A myriad of economic and social factors can explain this sequence of events, including the rapid globalisation forces at play. Part of the trigger has also been the growing level of wealth and economic inequality. There is a sense among many in the West, particularly the working and middle class, that their position in society has diminished significantly and that the gains of accelerated world-wide integration are increasingly going to a small group of wealthy individuals.

In the UK, the share of the top 1% of total income increased from 6% to 13% between 1979 and 2012, and the share of the top 1% of total wealth rose from 23% to 28% between 1980 and 2010[1]. As wealth and income have concentrated, so has the bitterness of many individuals towards the so-called 1%.

With these ill-at-ease feelings being made very public, it is understandable that many individuals in the high net worth (HNW) category are beginning to feel uncomfortable with the current turn of events. This anxiety is not just driven by the increased market volatility; The populist wave engulfing Europe and the United Stated could result in policies that will strip more of their wealth – whether through more taxation, seizure of assets, etc.

At a time like this, it is more fundamental than ever for financial professionals to provide comfort and support their HNW clients in making meaningful investment decisions, to allay their fears and angst over the state of current affairs.

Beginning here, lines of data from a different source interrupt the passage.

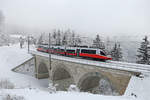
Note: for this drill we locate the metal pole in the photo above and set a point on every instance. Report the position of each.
(49, 50)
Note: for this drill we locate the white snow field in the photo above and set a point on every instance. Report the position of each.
(33, 89)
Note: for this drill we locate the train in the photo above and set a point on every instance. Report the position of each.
(84, 52)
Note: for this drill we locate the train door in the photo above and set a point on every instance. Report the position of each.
(78, 52)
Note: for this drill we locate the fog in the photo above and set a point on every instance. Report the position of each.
(86, 17)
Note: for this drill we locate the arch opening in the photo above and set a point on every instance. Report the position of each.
(89, 84)
(43, 71)
(62, 78)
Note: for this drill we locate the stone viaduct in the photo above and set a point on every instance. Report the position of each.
(85, 76)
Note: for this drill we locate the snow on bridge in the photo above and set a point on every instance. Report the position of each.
(132, 67)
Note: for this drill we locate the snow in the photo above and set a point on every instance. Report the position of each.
(10, 57)
(34, 89)
(139, 87)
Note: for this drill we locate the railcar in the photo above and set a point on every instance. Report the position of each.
(93, 53)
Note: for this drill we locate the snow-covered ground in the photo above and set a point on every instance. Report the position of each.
(34, 89)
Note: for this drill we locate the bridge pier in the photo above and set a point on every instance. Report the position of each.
(86, 77)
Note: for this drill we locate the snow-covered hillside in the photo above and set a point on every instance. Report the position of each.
(34, 89)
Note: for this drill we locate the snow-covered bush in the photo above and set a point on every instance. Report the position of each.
(13, 97)
(105, 87)
(6, 84)
(73, 88)
(51, 87)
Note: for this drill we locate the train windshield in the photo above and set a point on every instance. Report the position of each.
(102, 53)
(88, 51)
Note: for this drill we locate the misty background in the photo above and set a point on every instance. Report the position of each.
(123, 21)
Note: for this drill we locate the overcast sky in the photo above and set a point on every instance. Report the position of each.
(84, 16)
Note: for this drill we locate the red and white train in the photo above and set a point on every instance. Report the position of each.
(75, 51)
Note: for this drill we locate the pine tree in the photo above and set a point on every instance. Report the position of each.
(54, 37)
(97, 43)
(144, 52)
(116, 53)
(40, 40)
(64, 40)
(58, 38)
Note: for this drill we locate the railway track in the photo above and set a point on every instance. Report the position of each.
(108, 64)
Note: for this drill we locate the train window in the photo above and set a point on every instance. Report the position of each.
(71, 51)
(39, 46)
(102, 53)
(62, 50)
(88, 51)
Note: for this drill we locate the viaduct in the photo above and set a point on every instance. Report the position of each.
(85, 74)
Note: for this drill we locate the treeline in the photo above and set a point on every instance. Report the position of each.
(70, 38)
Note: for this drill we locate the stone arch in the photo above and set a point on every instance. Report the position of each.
(90, 82)
(43, 70)
(62, 76)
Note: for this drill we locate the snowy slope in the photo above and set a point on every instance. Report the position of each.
(10, 57)
(139, 87)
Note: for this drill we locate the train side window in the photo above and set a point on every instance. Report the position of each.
(62, 50)
(88, 51)
(102, 53)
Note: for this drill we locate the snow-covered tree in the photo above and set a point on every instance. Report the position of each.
(54, 35)
(21, 42)
(97, 43)
(143, 56)
(106, 88)
(64, 39)
(1, 20)
(73, 88)
(116, 52)
(40, 40)
(51, 87)
(58, 38)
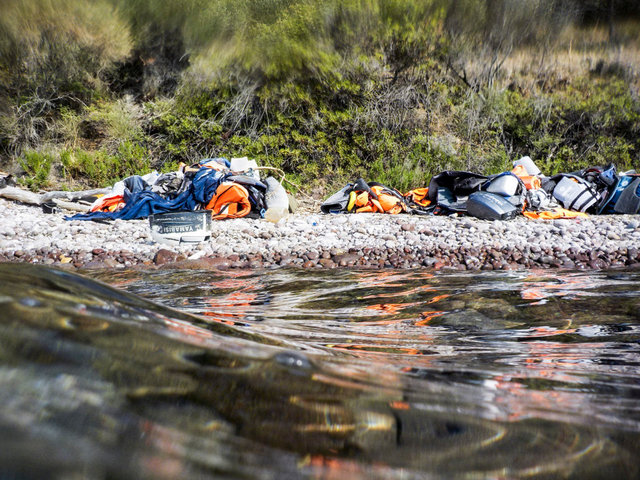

This report aims to present the attitudes and opinions of UK HNWs in a number of areas, including but not limited to: how political upheavals will affect them, their sentiments about passive management, ESG, alternative investments and their general feelings about the financial industry and asset managers.

The data used in this survey draws from a pool of 300 UK HNW investors. For the purposes of this study, a HNW investor is defined as an individual with more than $1m in investable assets (approximately £770,000).